The introduction of tools like Browser Use represents a significant step toward truly autonomous AI agents that can interact with the web just as humans do. By providing a simple, intuitive interface that translates natural language instructions into browser actions, Browser Use is democratizing web access for AI systems of all types.

As this technology continues to evolve, we can expect to see increasingly sophisticated AI agents capable of performing complex tasks on the web, from research and data gathering to customer service and automated testing. The potential applications are virtually limitless, limited only by our imagination and the capabilities of the AI models themselves.

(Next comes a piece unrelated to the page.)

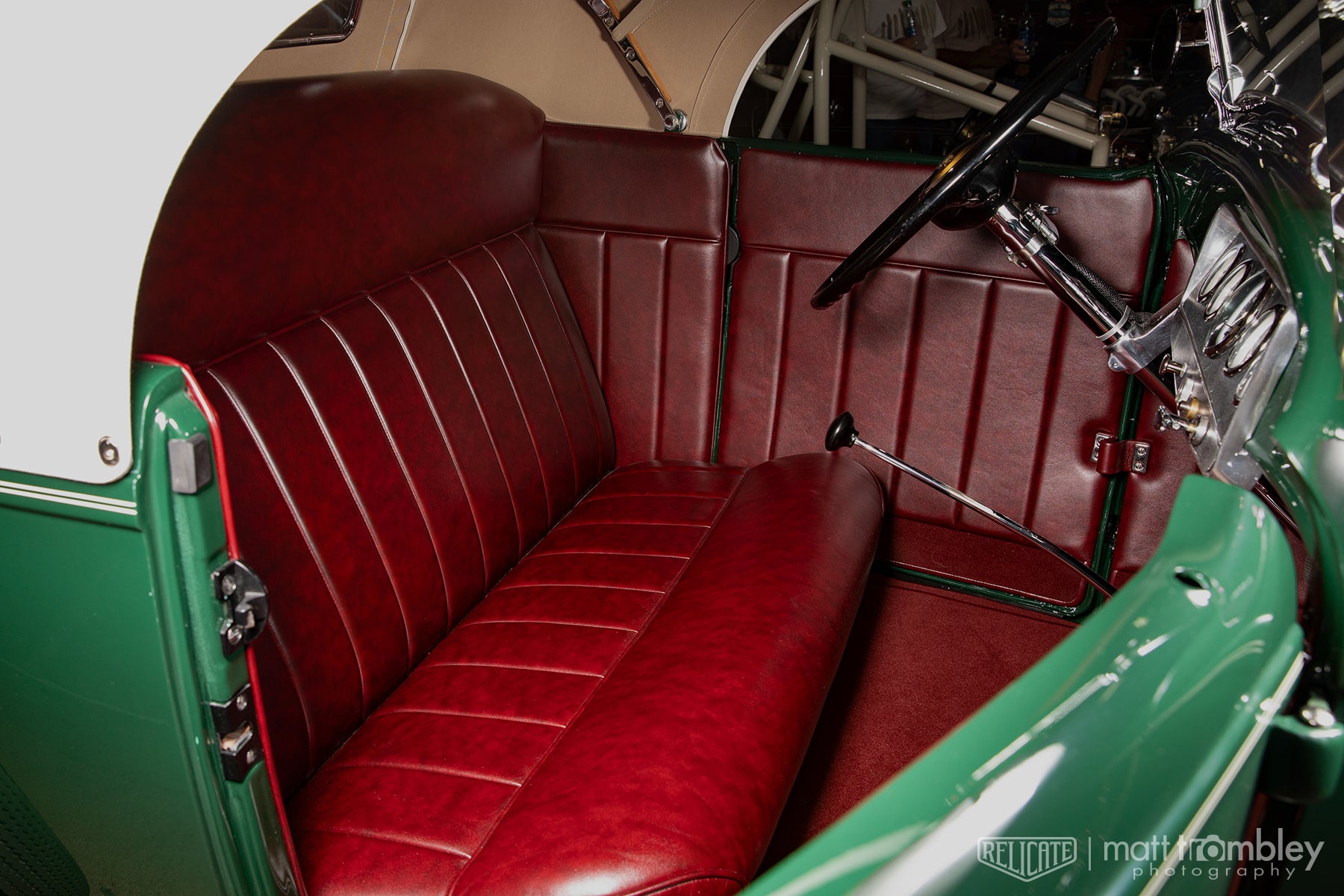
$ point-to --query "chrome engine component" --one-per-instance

For developers looking to create more capable, web-aware AI agents, Browser Use offers an accessible entry point that eliminates much of the complexity traditionally associated with web automation. By focusing on natural language instructions rather than low-level browser manipulation, Browser Use allows developers to create more intuitive, user-friendly AI applications that can seamlessly interact with the web.